まずは長い林道歩きである。数週間前に偵察がてら途中まで行った際、アプローチの林道だけで片道1時間程かかり閉口したので、それも踏まえて今回は日の出前に出発した。アップダウンの少ない直線林道をスキーで歩き、緑栄橋手前の分岐に到着。右へ進む。林道はここから先、春苅古丹川の左岸を徐々に登って尾根を越え、隣を流れる山奥川源流部へと続いていく……と、地形図には記載されているが、間もなく道らしきは無くなった。辺りを見ると川のそばに雪に埋もれた看板と、森林施業のためのものか単管で組まれた橋がある。3月も末ということで、低標高ではもう沢が開いているのではとウェーダーを持ってきていたが、この橋のおかげで即座に要らぬ荷となる。デポした。
これ幸いと橋を渡って、春苅古丹川の右岸へ。右岸には河岸段丘が広がり、木も少なく歩きやすい。Co.240付近、春苅古丹川本流と春花川の合流地点へ向かって進む。この辺りまで来ると沢が雪に埋まっている場所のほうが多く、渡渉に苦労しない。春花川を渡り、春苅古丹川本流との間の平坦地を進む。微妙なアップダウンを繰り返しつつ、だらだらと緩い登りが続き、なかなか標高が上がらない。地形的にこれといったルートもなさそうに思えたので、山頂方向にコンパスを切ってとりあえず直進する。
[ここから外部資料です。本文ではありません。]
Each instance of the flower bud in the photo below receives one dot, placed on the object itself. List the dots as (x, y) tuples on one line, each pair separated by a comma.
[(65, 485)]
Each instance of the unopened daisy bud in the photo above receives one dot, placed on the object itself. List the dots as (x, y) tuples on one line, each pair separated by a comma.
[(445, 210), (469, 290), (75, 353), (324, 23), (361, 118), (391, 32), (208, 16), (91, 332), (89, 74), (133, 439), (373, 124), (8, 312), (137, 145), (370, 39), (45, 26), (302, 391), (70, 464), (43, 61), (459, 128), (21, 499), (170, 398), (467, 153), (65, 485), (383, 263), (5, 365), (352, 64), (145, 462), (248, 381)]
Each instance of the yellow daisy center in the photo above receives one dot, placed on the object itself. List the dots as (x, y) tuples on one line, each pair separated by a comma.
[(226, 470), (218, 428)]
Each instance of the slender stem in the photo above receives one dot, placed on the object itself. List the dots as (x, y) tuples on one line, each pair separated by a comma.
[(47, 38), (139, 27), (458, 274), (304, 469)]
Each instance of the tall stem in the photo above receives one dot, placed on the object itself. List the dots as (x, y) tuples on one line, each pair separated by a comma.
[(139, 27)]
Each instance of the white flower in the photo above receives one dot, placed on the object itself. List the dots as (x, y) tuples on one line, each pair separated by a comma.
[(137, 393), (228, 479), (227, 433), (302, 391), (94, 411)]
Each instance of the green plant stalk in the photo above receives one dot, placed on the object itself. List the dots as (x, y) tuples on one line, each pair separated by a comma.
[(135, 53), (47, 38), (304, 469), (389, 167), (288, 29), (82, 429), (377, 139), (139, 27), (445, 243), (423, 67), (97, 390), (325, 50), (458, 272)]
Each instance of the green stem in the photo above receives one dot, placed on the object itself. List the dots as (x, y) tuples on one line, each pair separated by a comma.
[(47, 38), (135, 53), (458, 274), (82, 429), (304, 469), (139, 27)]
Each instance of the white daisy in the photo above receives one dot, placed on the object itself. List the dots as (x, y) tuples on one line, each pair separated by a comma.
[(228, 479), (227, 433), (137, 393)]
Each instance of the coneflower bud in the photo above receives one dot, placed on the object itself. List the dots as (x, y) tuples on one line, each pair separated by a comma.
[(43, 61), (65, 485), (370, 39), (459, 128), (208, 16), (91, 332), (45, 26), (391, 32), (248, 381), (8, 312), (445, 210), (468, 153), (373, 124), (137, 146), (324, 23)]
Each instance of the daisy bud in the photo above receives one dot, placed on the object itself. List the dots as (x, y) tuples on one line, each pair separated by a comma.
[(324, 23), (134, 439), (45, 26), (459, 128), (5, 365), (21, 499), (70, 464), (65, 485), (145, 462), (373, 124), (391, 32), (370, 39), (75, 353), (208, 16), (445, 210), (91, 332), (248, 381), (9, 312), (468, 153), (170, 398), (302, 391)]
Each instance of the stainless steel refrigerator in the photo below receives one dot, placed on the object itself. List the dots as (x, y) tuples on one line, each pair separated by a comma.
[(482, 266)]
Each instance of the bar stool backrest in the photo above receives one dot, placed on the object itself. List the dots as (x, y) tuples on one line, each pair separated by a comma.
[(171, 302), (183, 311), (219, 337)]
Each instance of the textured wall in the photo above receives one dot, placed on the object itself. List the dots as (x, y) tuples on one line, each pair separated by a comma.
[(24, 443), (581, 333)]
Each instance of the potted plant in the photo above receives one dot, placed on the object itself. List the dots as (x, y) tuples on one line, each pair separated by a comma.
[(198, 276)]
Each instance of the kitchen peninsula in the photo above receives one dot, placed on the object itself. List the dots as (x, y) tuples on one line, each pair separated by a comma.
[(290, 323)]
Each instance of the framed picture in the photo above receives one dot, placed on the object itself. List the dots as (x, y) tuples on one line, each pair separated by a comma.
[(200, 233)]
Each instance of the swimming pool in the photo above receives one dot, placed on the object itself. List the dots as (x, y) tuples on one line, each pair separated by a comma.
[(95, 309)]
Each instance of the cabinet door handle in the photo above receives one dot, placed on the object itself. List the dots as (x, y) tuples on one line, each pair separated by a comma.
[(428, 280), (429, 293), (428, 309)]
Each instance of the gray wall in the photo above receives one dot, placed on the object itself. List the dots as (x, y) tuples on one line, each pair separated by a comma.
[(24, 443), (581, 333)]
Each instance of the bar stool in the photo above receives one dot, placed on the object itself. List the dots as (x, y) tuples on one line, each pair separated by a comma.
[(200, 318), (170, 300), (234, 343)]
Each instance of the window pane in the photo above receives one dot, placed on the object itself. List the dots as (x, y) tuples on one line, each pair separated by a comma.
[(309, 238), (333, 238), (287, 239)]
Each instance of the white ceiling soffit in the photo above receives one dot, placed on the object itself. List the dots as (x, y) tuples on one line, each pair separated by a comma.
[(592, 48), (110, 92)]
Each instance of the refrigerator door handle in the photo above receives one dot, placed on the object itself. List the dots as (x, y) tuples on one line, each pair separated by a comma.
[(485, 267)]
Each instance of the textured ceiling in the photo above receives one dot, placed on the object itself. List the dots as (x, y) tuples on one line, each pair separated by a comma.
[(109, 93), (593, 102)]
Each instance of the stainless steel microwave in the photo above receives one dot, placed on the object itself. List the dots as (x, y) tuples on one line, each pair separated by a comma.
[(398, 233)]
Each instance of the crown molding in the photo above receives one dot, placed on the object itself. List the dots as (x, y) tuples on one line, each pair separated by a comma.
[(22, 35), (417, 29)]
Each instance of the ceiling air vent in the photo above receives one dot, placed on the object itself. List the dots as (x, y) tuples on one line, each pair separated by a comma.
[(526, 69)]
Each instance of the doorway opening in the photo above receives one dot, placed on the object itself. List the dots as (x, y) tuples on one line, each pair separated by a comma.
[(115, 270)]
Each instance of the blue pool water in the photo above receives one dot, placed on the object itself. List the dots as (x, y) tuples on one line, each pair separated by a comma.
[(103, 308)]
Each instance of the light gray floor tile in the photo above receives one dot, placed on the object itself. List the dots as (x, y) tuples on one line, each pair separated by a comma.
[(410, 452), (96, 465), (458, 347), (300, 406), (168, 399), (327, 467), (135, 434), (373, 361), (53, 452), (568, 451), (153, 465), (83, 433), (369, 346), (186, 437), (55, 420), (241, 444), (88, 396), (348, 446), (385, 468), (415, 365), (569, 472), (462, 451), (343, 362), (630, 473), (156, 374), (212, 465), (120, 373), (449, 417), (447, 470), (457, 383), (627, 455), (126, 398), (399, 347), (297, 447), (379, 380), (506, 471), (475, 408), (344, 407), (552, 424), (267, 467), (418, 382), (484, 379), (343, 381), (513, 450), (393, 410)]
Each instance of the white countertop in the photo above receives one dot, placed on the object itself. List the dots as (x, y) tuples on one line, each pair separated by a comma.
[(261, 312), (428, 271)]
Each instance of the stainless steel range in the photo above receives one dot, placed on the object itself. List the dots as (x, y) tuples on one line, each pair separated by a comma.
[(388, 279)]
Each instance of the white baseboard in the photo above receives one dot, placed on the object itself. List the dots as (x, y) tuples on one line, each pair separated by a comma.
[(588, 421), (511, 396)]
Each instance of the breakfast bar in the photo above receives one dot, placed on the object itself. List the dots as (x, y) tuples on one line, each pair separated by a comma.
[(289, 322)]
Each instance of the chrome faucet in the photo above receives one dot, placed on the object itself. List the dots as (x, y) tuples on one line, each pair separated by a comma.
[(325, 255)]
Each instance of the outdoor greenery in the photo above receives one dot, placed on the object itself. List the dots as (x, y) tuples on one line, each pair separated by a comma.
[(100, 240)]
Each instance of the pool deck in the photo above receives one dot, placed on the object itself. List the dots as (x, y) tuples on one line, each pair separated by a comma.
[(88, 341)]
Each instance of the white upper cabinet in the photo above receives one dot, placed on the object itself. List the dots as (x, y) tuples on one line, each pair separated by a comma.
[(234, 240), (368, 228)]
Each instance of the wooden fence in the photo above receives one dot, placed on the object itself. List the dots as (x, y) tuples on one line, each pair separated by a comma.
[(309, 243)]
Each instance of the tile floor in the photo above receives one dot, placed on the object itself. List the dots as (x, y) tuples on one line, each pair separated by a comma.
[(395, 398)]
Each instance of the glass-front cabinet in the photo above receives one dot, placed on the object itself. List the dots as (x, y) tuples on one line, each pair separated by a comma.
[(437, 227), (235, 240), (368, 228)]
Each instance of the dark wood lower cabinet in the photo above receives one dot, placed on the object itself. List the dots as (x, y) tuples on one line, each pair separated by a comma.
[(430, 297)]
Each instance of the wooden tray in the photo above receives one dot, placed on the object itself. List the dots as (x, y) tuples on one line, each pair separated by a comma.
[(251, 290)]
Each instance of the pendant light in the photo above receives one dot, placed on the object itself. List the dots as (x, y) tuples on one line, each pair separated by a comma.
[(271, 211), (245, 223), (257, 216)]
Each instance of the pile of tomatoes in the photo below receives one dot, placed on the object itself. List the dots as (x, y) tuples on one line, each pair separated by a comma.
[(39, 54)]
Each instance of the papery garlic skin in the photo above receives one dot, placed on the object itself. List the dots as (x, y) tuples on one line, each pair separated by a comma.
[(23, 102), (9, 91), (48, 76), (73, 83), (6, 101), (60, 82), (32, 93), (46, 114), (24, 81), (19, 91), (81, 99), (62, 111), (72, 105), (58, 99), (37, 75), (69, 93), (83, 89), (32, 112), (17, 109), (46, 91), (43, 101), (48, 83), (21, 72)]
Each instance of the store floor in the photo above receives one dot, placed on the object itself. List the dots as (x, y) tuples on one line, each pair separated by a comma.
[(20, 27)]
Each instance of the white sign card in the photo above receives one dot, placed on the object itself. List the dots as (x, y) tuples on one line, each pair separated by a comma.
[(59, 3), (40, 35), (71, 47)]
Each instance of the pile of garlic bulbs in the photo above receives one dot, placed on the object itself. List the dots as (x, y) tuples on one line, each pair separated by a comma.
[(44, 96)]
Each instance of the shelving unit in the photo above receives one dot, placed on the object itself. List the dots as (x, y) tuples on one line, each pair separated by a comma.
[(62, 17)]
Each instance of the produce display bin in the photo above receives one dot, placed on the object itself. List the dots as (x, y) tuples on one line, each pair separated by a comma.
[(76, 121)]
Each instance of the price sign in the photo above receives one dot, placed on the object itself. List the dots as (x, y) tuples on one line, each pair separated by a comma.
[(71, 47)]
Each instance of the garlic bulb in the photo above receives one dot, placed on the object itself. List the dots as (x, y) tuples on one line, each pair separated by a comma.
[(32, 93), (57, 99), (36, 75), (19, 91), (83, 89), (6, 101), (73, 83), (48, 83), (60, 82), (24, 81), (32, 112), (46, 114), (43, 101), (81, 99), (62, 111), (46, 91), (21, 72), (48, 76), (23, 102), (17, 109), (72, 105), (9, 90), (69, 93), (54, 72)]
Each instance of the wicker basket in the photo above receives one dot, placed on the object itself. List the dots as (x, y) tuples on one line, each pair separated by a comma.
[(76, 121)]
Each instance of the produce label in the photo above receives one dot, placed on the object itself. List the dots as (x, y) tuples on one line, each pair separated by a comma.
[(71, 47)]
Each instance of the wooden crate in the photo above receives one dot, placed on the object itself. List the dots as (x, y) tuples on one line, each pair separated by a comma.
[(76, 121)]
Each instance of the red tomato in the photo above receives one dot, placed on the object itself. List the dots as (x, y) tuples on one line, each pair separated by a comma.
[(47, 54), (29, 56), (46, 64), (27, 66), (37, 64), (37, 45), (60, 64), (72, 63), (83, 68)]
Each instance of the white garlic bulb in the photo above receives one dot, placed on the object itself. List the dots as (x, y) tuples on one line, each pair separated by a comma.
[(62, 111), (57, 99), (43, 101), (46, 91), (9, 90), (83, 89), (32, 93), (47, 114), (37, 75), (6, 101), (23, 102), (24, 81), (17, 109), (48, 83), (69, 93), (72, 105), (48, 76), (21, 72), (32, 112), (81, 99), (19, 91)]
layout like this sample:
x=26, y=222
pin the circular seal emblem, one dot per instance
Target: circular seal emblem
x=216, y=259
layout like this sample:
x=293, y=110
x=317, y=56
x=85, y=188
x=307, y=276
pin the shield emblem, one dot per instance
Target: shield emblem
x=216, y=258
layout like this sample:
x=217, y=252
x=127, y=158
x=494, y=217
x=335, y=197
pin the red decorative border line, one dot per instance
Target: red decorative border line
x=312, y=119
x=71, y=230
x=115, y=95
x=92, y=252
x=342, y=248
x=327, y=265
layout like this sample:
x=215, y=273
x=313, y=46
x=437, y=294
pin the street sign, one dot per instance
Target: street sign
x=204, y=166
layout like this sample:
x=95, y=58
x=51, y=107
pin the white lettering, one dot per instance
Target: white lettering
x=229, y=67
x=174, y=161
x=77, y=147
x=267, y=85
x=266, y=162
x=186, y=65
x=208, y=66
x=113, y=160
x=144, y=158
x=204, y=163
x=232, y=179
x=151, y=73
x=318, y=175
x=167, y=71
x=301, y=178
Co.700付近で視界が開け、遠音別岳・羅臼側名物のバットレスが真正面に見える。知床峠が冬期閉鎖されているこの時期は、アクセスの悪さからなかなか羅臼まで来ることがないので、「遂に念願の」である。
Co.710あたりにある沼の南西の斜面が、比較的斜度が緩そうに見えたので、そこから遠音別岳南尾根に取り付く。稜線上はハイマツの上端が出ている部分が多く、避けながら進む。斜度がきつくなってきたところでスキーをデポ、アイゼンにはきかえ、切れ落ちたバットレス沿いに山頂へ。時計は既に正午を回って雪が緩み、時折ハイマツを突き抜けて膝まで足が埋まるので歩きにくい。快晴の山頂からはウトロ側の開けた大斜面がよく見え、このあとの長い下山と帰りの運転を思うと、そのまま滑り降りたい衝動に駆られた。
スキーデポ地点まで戻り、滑降開始。登りのルートをそのままなぞりつつ、南尾根を降りてそのまま春花川の源頭へ滑り込む。
フィルムクラストが心地よく、独り、雄叫ぶ。標高が下がり沢が開き出す前に春花川左岸の林内へ戻るが、以降は再び斜度が無くなる上に、落ち葉やら何やら雪が汚れているせいか、速度が出ず時折板が止まる。下りも登りも林内ではなく、春花川沿いを行った方がよかったかもしれない。林道に出てからも傾斜がほとんど無いため、スキー下山にもかかわらず、時間も労力も登りと大して変わらないのがつらい。
車に戻ってきたのが17時。とりあえず日没前に降りてこられたのでよかった。ルート取りが良ければもっと短時間で行ける気がするが、アプローチの林道歩きのダルさを考えるとちょっとこれもう今年はいいですねっていう……。